Yoav Gath

Personal information
- Native name: יואב גת
- Full name: Yoav Gath
- National team: Israel
- Born: November 8, 1980 (age 45) Haifa, Israel

Sport
- Sport: Swimming
- Strokes: Backstroke
- College team: University of Georgia (U.S.)

Medal record
Men's swimming
Representing Israel
European Championships
| Bronze medal – third place | Helsinki 2000 | 200 m backstroke |
Short Course European
| Silver medal – second place | 2001 Antwerp | 200 m backstroke |

= Yoav Gath =

Israeli swimmer (born 1980)

Yoav Gath (יואב גת; born November 8, 1980) is an Olympic and national-record backstroke swimmer from Israel. He swam for Israel at the 2000 Olympics.

Biography

Yoav Gath was born in Haifa. He trained at Hapoel Kiryat-Tivon swimming club coached by Andre Tot. At age 15 he relocated to the Academy for Sport Excellence at the Wingate Institute, coached by Leonid Kaufman and joined Hapoel Jerusalem swimming club.

Yoav won gold 1995 at the European Youth Olympics in Bath in the men's 200-meter backstroke with a time of 2:07.65.

In 1996 he won silver at the European Junior Champs in Copenhagen, Denmark, in the 200 back Long-course, with a time of 2:04.74. His time in the 100 back was 1:00.84.

At the 1997 Maccabiah Games he won gold in the 200 back with new Israeli and Maccabiah records of 2:03.14.

At the European Champs. August 1997 in Seville Spain his times in the 100 and 200 back Long-course were respectively 59.73 and 2:04:95.

1998-99 Yoav trained at the University of Georgia, Athens, GA. At the preliminaries of the NCAA he earned a new Georgia record in 200-yards backstroke 1:42.71, and placed fifth, 1.42.95 at the finals as an All American.

At the European Champs. in Istanbul, Turkey 1999 he finished 4th in the 200 back Long-course with 2:00.72. His time in 100 back was 58.24.

At the 2000 European Champs. Helsinki, Finland he won bronze in 200 back Long-course with a new Israeli record of 2:00.20. His 100 back time was 57:40.

At the 2000 Olympics he made the semifinals in the 200 back with 2:00.20 and placed 16.

At the 2001 World Champs. Fukuoka Japan he placed 8th in the 200 back Long-course with 2:00.09. In the semifinals he was the first Israeli swimmer to go under 2 min with a new Israeli record 1:59:39.

At the 2001 European Champs. Antwerp Belgium Short-course he won silver in the 200 back with a new Israeli record 1:54.15.

At the 2001 World Champs. Short-course Moscow, Russia he placed 6th with 1:54.32. His 100 back time (14th) was 53.42. His 100 individual medley of 57.04 (31st) was a new Israeli record.

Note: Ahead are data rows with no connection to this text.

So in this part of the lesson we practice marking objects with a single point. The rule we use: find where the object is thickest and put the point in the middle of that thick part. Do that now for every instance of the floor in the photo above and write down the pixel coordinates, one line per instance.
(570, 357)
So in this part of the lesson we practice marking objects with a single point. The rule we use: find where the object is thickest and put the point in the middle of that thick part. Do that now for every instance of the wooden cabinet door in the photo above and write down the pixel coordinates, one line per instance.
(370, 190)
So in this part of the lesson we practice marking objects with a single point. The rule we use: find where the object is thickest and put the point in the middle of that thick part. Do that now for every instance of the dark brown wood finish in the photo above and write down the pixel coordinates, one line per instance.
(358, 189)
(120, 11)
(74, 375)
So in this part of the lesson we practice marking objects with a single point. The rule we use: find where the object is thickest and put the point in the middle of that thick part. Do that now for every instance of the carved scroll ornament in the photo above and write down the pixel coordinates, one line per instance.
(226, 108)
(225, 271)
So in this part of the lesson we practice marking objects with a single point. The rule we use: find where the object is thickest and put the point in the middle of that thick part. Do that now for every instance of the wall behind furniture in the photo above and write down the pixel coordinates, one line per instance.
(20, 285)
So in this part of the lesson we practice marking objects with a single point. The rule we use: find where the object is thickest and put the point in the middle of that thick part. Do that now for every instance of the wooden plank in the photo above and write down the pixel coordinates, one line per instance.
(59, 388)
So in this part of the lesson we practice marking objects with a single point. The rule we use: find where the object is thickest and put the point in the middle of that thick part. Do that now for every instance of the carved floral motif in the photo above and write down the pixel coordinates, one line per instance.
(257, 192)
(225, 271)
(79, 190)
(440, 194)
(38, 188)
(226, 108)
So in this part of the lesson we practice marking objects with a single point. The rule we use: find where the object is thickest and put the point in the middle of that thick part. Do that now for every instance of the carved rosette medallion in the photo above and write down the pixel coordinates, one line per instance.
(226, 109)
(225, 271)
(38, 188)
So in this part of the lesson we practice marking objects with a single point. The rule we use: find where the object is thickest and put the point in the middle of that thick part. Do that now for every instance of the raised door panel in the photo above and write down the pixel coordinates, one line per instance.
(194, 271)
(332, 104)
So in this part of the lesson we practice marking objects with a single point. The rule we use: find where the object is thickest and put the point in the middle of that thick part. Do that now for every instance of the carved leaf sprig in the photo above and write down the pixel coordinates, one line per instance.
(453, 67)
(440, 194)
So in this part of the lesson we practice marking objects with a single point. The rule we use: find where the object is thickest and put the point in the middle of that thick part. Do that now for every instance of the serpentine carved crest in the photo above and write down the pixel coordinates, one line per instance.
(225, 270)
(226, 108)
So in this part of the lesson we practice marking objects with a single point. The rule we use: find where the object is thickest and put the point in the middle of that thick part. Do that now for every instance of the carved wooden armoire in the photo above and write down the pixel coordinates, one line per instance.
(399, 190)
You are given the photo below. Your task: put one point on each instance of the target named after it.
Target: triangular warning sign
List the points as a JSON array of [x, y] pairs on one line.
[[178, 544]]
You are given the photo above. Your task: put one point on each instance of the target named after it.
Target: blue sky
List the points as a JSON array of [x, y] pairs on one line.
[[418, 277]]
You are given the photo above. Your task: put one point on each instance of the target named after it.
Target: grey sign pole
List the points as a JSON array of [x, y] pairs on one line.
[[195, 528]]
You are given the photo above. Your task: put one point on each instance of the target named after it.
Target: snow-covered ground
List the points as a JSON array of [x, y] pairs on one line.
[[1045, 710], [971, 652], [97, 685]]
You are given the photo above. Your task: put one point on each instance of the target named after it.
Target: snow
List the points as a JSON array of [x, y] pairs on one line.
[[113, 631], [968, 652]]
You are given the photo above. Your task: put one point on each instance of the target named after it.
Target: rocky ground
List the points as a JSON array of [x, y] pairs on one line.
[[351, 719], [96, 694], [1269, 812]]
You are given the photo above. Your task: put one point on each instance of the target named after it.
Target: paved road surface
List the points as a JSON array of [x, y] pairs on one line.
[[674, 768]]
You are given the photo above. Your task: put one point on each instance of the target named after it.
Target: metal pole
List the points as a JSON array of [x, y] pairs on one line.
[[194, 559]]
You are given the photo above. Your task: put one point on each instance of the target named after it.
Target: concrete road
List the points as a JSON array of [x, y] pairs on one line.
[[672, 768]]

At the 2003 World Champs. Barcelona Spain Long-course he finished 10th in 200 back with a new Israeli record of 1:59.22, this record was broken in 2009, after 6 years. In 100 back he finished 15th with 55.71. His time at the preliminaries, 55.41 was one tenth beyond the Israeli national record.

At the 2005 Maccabiah Games Yoav won gold both in 100 and 200 back, the 200 being a new Maccabiah record, 2:02.66.

After the swimming

Yoav received a BSc with distinction in pure mathematics from the Technion, IIT, in 2017. During his graduate studies in the field of Analytic Number Theory he was transferred to a direct PhD track and graduated with a PhD in pure mathematics in 2021. Yoav is married to Michal Gath Morad. She received a BSc in architecture and an MSc Summa Cum Laude in Town planning from the Technion, IIT, and a PhD in Town planning from the Suisse Federal Institute of Technology (ETH).